Google Cloud Professional Machine Learning Engineer — Question 313
You work at an organization that maintains a cloud-based communication platform that integrates conventional chat, voice, and video conferencing into one platform. The audio recordings are stored in Cloud Storage. All recordings have a 16 kHz sample rate and are more than one minute long. You need to implement a new feature in the platform that will automatically transcribe voice call recordings into text for future applications, such as call summarization and sentiment analysis. How should you implement the voice call transcription feature while following Google-recommended practices?
Answer options
- A. Use the original audio sampling rate, and transcribe the audio by using the Speech-to-Text API with synchronous recognition.
- B. Use the original audio sampling rate, and transcribe the audio by using the Speech-to-Text API with asynchronous recognition.
- C. Downsample the audio recordings to 8 kHz, and transcribe the audio by using the Speech-to-Text API with synchronous recognition.

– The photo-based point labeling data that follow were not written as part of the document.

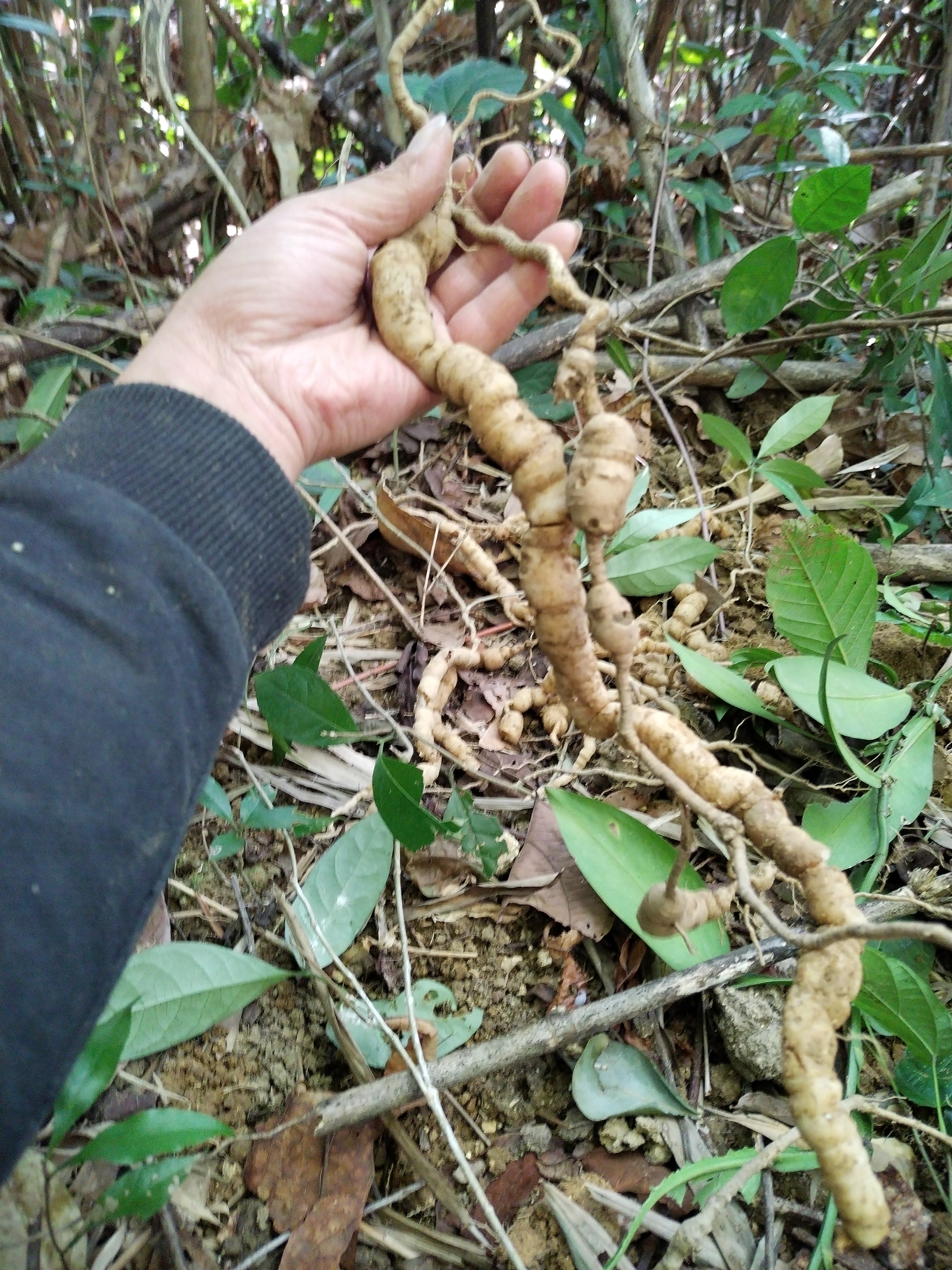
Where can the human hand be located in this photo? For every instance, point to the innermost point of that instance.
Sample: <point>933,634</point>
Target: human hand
<point>277,331</point>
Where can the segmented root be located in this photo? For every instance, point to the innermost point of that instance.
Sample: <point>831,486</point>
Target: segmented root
<point>827,980</point>
<point>593,500</point>
<point>681,625</point>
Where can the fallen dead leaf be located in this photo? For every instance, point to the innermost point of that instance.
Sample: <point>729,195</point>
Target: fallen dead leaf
<point>569,900</point>
<point>513,1188</point>
<point>158,929</point>
<point>573,985</point>
<point>630,1174</point>
<point>315,1188</point>
<point>317,590</point>
<point>361,585</point>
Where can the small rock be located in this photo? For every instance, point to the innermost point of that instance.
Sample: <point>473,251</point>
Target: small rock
<point>751,1022</point>
<point>536,1137</point>
<point>616,1136</point>
<point>576,1127</point>
<point>725,1085</point>
<point>479,1168</point>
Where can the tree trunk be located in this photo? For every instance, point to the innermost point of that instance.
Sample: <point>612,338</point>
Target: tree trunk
<point>941,124</point>
<point>385,39</point>
<point>197,69</point>
<point>651,150</point>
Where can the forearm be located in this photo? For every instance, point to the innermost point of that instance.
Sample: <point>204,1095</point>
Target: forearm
<point>147,552</point>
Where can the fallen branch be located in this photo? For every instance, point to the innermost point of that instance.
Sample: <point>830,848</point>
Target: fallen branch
<point>915,562</point>
<point>559,1031</point>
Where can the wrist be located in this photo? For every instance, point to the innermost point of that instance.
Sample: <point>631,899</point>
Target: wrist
<point>190,358</point>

- D. Downsample the audio recordings to 8 kHz, and transcribe the audio by using the Speech-to-Text API with asynchronous recognition.
Correct answer: B
Explanation
The correct answer is B because using the original 16 kHz sample rate with asynchronous recognition allows for better accuracy and efficiency in processing longer audio recordings. Options A and C are less efficient, with A being synchronous and not ideal for long recordings, and C downsampling which can reduce audio quality. Option D, while using asynchronous recognition, compromises quality by downsampling the audio.